A Ukrainian relief effort started by Alex Ray, owner of The Common Man hospitality family in New Hampshire, set out with a goal to raise $1 million. In just six months, the campaign, The New Hampshire Relief for Ukraine Fund, raised $2.5 million, which has gone to fund everything from generators for orphanages to a blood mobile for supplying field hospitals.

“When this thing started, when they got barraged, people in our country asked, ‘How can we help?’” Ray recalled. “We can’t send containers of stuff, it takes too long, and only 60 percent gets there by the time you’re done.”

Instead of sending material goods, Ray decided to raise money, then travel to Ukraine to assess the needs locally, and arrange for the goods to be purchased on the spot, eliminating the intermediary as much as possible.

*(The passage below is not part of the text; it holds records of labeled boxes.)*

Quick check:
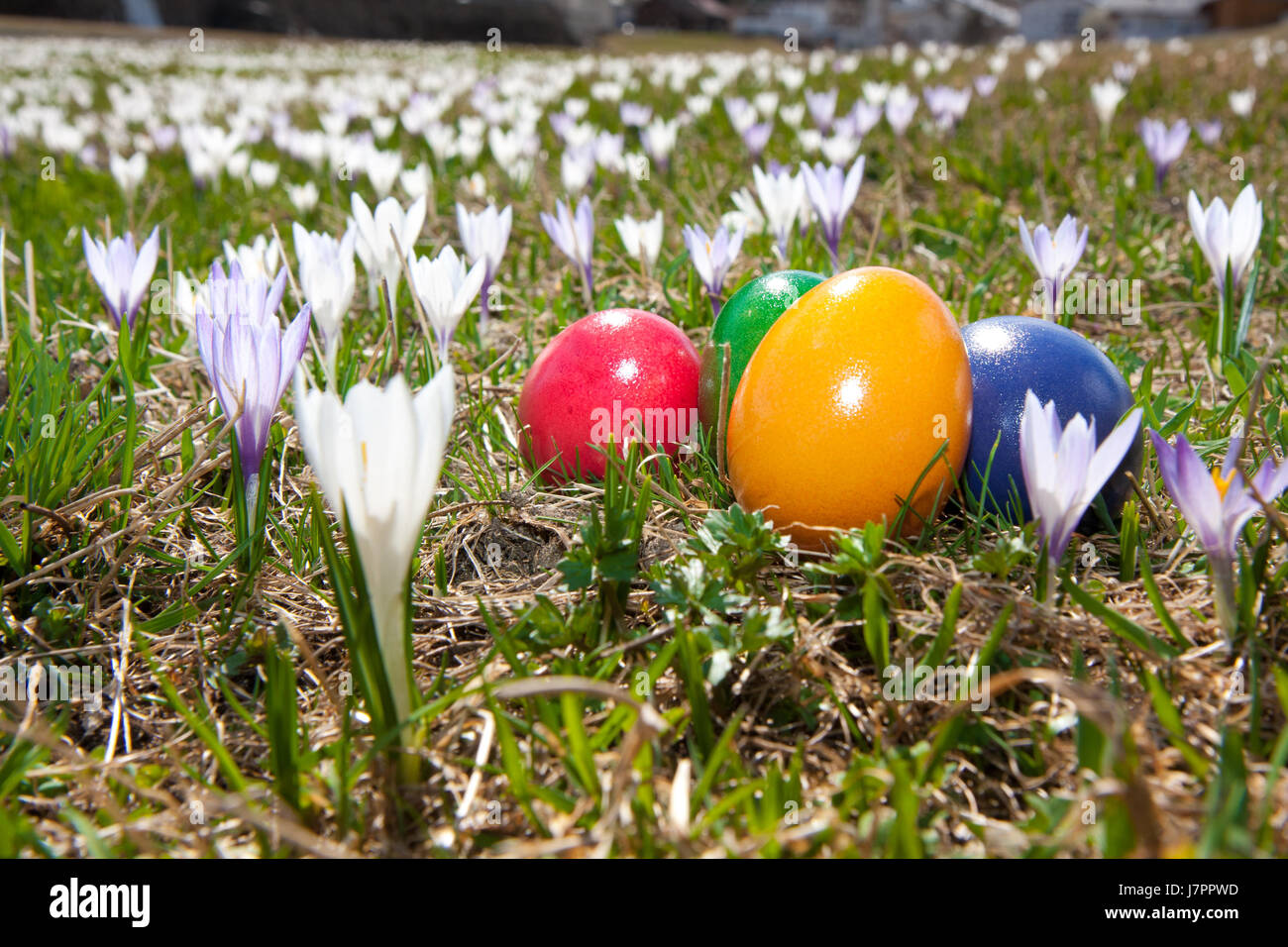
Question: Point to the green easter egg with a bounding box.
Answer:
[698,269,823,446]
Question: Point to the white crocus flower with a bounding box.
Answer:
[398,161,434,198]
[1091,78,1127,130]
[614,210,662,269]
[292,224,358,380]
[1189,184,1262,294]
[286,180,318,214]
[1020,214,1090,320]
[751,167,808,261]
[1231,86,1257,119]
[352,194,425,304]
[224,233,282,282]
[407,246,486,364]
[456,204,514,331]
[295,368,456,742]
[107,151,149,197]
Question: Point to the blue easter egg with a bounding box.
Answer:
[962,316,1143,530]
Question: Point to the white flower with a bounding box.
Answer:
[286,180,318,214]
[407,246,486,364]
[1020,214,1090,320]
[456,204,514,309]
[224,233,282,282]
[398,161,434,198]
[250,159,278,191]
[1231,86,1257,119]
[292,224,358,369]
[1020,389,1141,583]
[352,193,425,299]
[615,210,662,269]
[295,368,456,717]
[1189,184,1262,292]
[1091,78,1127,128]
[107,151,149,197]
[751,167,808,261]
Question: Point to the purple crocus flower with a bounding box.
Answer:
[742,121,774,161]
[81,227,161,329]
[541,196,595,307]
[1020,214,1091,320]
[1149,430,1288,637]
[802,155,863,269]
[1137,119,1190,191]
[1194,119,1223,149]
[1020,389,1141,601]
[197,262,312,498]
[683,224,743,313]
[885,86,917,138]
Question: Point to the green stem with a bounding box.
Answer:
[1208,557,1239,642]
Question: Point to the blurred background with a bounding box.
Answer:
[0,0,1288,49]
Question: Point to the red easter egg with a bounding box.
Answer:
[519,309,700,484]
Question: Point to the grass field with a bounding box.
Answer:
[0,20,1288,858]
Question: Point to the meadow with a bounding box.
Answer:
[0,22,1288,858]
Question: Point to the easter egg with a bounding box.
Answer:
[519,309,698,483]
[698,269,823,443]
[962,316,1143,528]
[728,266,971,548]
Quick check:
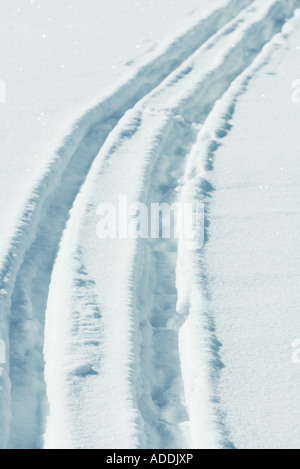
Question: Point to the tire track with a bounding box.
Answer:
[43,0,296,449]
[0,0,255,448]
[2,1,295,448]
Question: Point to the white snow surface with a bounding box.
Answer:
[0,0,300,449]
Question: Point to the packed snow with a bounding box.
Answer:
[0,0,300,449]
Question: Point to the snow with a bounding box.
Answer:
[204,18,300,449]
[0,0,300,449]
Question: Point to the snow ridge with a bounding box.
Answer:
[46,1,295,448]
[0,0,298,448]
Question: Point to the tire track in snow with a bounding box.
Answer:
[0,0,252,448]
[177,6,300,448]
[43,0,296,448]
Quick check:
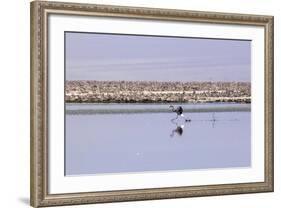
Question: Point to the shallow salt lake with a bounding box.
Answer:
[65,104,251,175]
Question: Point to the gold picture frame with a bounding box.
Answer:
[30,1,273,207]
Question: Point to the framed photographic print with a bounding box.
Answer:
[31,1,273,207]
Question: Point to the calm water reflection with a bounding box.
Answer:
[65,104,251,175]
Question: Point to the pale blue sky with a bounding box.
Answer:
[65,32,251,82]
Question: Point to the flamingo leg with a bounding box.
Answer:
[171,115,179,122]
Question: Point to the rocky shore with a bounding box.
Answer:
[65,81,251,103]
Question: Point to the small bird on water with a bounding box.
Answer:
[169,105,191,122]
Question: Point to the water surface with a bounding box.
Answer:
[65,104,251,175]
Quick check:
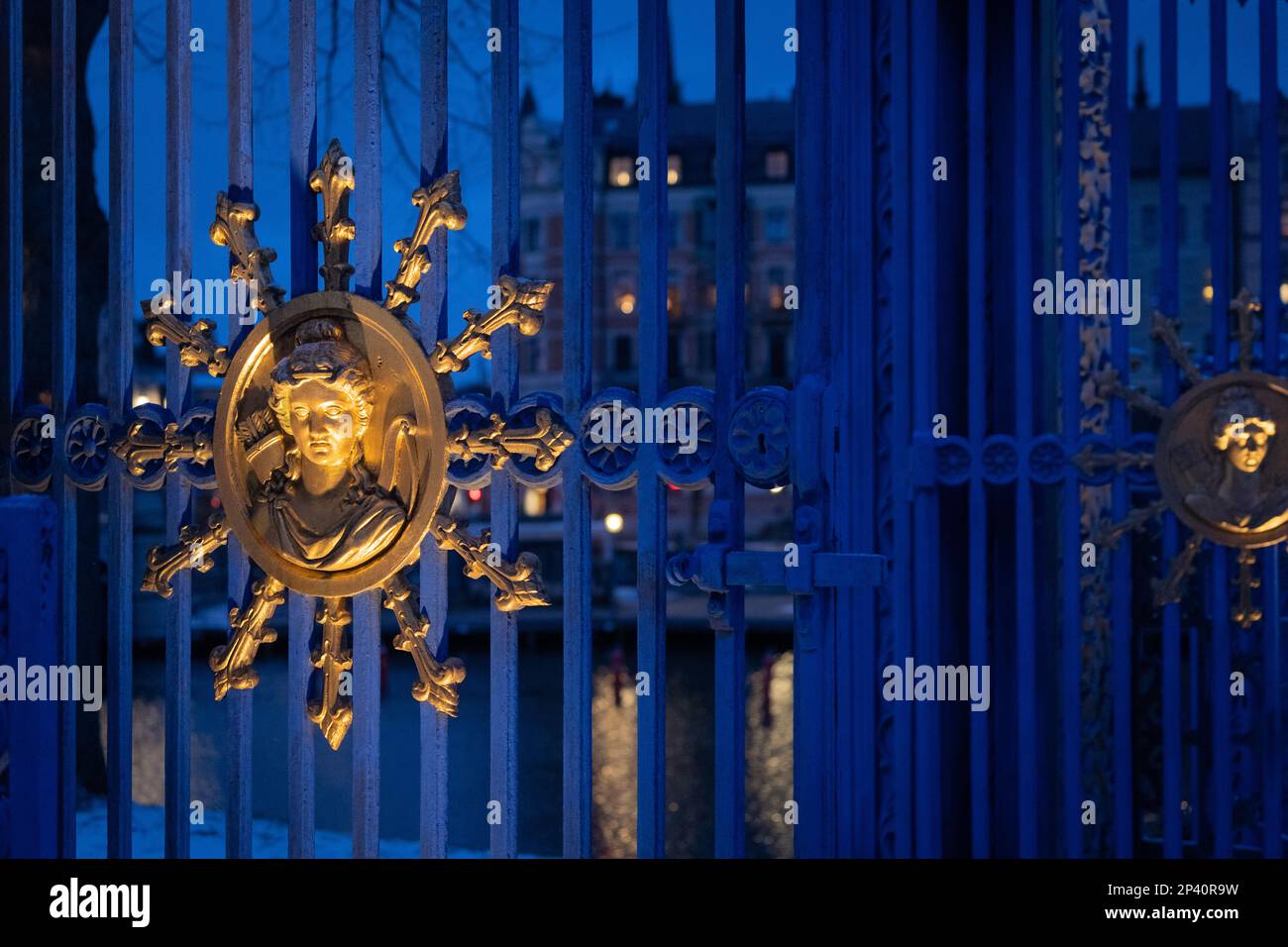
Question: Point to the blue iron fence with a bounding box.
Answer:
[0,0,1284,857]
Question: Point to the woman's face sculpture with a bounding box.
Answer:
[287,378,364,467]
[1216,417,1275,473]
[1212,388,1275,473]
[269,320,373,484]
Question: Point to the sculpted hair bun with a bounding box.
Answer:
[295,318,345,346]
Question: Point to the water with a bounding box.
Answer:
[113,633,793,857]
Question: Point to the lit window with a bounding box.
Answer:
[523,217,541,252]
[608,158,634,187]
[608,214,631,250]
[613,335,635,371]
[523,489,546,517]
[765,207,789,244]
[765,149,789,180]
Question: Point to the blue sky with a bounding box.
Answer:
[89,0,1288,391]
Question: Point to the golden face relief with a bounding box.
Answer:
[1214,415,1275,473]
[284,378,364,467]
[1154,371,1288,548]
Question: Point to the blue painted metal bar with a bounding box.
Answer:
[164,0,192,858]
[489,0,519,858]
[636,0,670,858]
[1258,0,1284,858]
[0,496,58,858]
[891,3,921,858]
[223,0,255,858]
[1014,3,1038,858]
[563,0,595,858]
[51,0,80,858]
[3,0,23,472]
[1109,0,1136,858]
[420,0,448,858]
[912,0,942,858]
[715,0,747,858]
[844,5,885,858]
[1056,0,1086,858]
[1158,0,1185,858]
[352,0,383,858]
[104,0,138,858]
[286,0,318,858]
[1208,0,1234,858]
[966,0,993,858]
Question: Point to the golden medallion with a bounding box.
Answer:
[1154,371,1288,549]
[112,142,574,749]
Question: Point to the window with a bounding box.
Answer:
[523,217,541,252]
[765,266,787,309]
[765,207,787,244]
[608,156,635,187]
[765,149,789,180]
[519,335,541,372]
[1140,204,1158,244]
[608,214,631,250]
[613,335,635,371]
[769,333,787,381]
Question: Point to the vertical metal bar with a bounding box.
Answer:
[286,0,318,858]
[710,0,747,858]
[910,0,943,858]
[1014,0,1038,858]
[224,0,255,858]
[1258,0,1284,858]
[1056,0,1085,858]
[3,0,23,474]
[489,0,520,858]
[1158,0,1184,858]
[886,3,915,858]
[106,0,138,858]
[164,0,192,858]
[51,0,80,858]
[353,0,383,858]
[844,5,875,858]
[1208,0,1234,858]
[966,0,993,858]
[420,0,448,858]
[563,0,595,858]
[1109,0,1136,858]
[636,0,670,858]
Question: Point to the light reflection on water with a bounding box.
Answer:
[113,635,793,857]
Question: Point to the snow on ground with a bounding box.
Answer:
[76,796,499,858]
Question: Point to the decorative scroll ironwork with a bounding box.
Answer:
[385,171,467,316]
[119,142,559,749]
[142,295,228,377]
[448,407,574,471]
[139,513,228,598]
[429,275,554,372]
[309,138,357,291]
[430,515,550,612]
[210,191,286,312]
[210,576,286,701]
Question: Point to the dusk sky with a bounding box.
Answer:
[87,0,1288,388]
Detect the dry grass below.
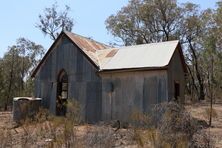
[0,103,222,148]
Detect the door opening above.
[56,70,68,116]
[174,82,180,100]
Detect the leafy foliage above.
[36,3,74,40]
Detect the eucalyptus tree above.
[0,38,44,110]
[36,3,74,40]
[106,0,181,45]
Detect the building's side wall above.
[35,37,102,122]
[101,70,168,121]
[168,49,185,103]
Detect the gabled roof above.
[100,41,179,70]
[32,32,186,77]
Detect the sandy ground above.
[0,103,222,148]
[186,103,222,148]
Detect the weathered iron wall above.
[168,49,185,102]
[35,37,102,122]
[99,70,168,121]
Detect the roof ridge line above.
[64,31,112,48]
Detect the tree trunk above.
[188,40,205,100]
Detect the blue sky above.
[0,0,217,57]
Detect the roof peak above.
[63,31,112,48]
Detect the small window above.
[174,82,180,100]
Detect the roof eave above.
[98,65,168,74]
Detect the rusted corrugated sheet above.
[65,32,111,67]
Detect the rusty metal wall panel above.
[102,70,168,121]
[35,35,102,122]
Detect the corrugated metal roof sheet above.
[65,32,179,71]
[99,41,179,70]
[32,32,180,77]
[65,32,111,66]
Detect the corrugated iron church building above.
[32,32,186,123]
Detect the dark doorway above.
[56,70,68,116]
[174,82,180,100]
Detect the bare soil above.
[0,103,222,148]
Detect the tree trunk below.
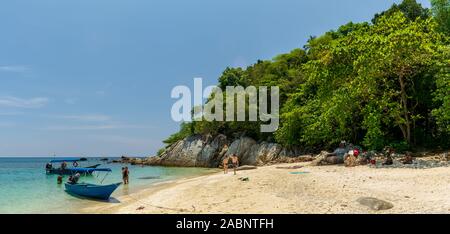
[399,75,411,144]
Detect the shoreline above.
[80,163,450,214]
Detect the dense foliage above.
[165,0,450,152]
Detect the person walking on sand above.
[222,156,229,174]
[231,154,239,175]
[122,167,130,184]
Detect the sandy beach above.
[81,163,450,214]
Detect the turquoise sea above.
[0,157,215,213]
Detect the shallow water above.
[0,157,215,213]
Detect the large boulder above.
[143,134,309,167]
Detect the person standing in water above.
[122,167,130,184]
[231,154,239,175]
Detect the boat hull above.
[64,183,122,200]
[46,164,100,175]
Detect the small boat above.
[64,182,122,200]
[85,164,101,168]
[45,158,100,175]
[64,168,122,200]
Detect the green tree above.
[431,0,450,36]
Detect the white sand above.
[82,163,450,214]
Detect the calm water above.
[0,157,214,213]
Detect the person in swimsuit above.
[231,154,239,175]
[222,156,229,174]
[122,167,130,184]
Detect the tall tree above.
[431,0,450,36]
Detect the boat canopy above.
[67,167,112,173]
[50,158,80,163]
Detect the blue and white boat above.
[64,168,122,200]
[45,158,100,175]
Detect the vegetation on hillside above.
[164,0,450,152]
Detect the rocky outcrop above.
[142,135,312,167]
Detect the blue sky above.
[0,0,429,156]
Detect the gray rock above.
[142,135,309,167]
[356,197,394,211]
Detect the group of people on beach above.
[313,141,414,166]
[222,144,239,175]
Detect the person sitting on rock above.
[402,152,414,164]
[381,146,395,166]
[325,141,348,164]
[231,154,239,175]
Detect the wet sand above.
[80,163,450,214]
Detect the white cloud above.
[0,111,23,116]
[0,96,49,108]
[41,124,151,131]
[0,65,29,72]
[64,98,78,105]
[0,122,16,128]
[52,114,111,122]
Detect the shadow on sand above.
[66,191,120,203]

“The first thing I thought of was Rotary Clubs,” Ray said. “It’s global, all around the world. Why not call Poland and talk to the chief of one district if they could help receive our resources and find out what they need and fill it with our fundraising?” Ray and a group of close friends traveled to a Rotary Club in Warsaw. The eastern nation has taken on a vital humanitarian role during the war due to its close proximity to Ukraine.

“Three days later we came home with a laundry list of six items,” Ray said. “We don’t have to send them anything except the money to procure those things in either Poland or Ukraine, and that’s what we did. It worked out, and it just developed.”

The Common Man was joined by WMUR, iHeart Media, the New Hampshire Fisher Cats, Granite United Way, former Gov. John Lynch and the Rotary Clubs of Plymouth and Warsaw in its efforts.

According to Ray’s friend and partner in the effort, Susan Mathison, “We’ve sent 700 tons of food, 10,000 sleeping bags, 500 generators, purchased a blood mobile that is now deployed in eastern Ukraine,” Mathison said. “A trauma counseling center is now funded for the next two years. That’s for refugee children in Poland. We also provided three sessions of two weeks of psychologically supported vacations for orphans.”

Both Ray and Mathison say they are incredibly proud and grateful of the funds they were able to raise.

“One of the magic things about this is everyone did what he or she could, and had the faith and trust in us that we would deliver to Ukraine,” Mathison said.

“It was roughly 2,500 people that donated from just $15 to an anonymous donation of a quarter-million dollars,” Ray said. “It’s been a wonderful testament to see how much people care.”

Although the fund more than doubled the initial goal, Ray and Mathison said their work is far from done.

“As the war has dragged on and winter is now a weapon of war, we’ve decided to continue forward, so is the website where people can continue to donate,” Mathison said.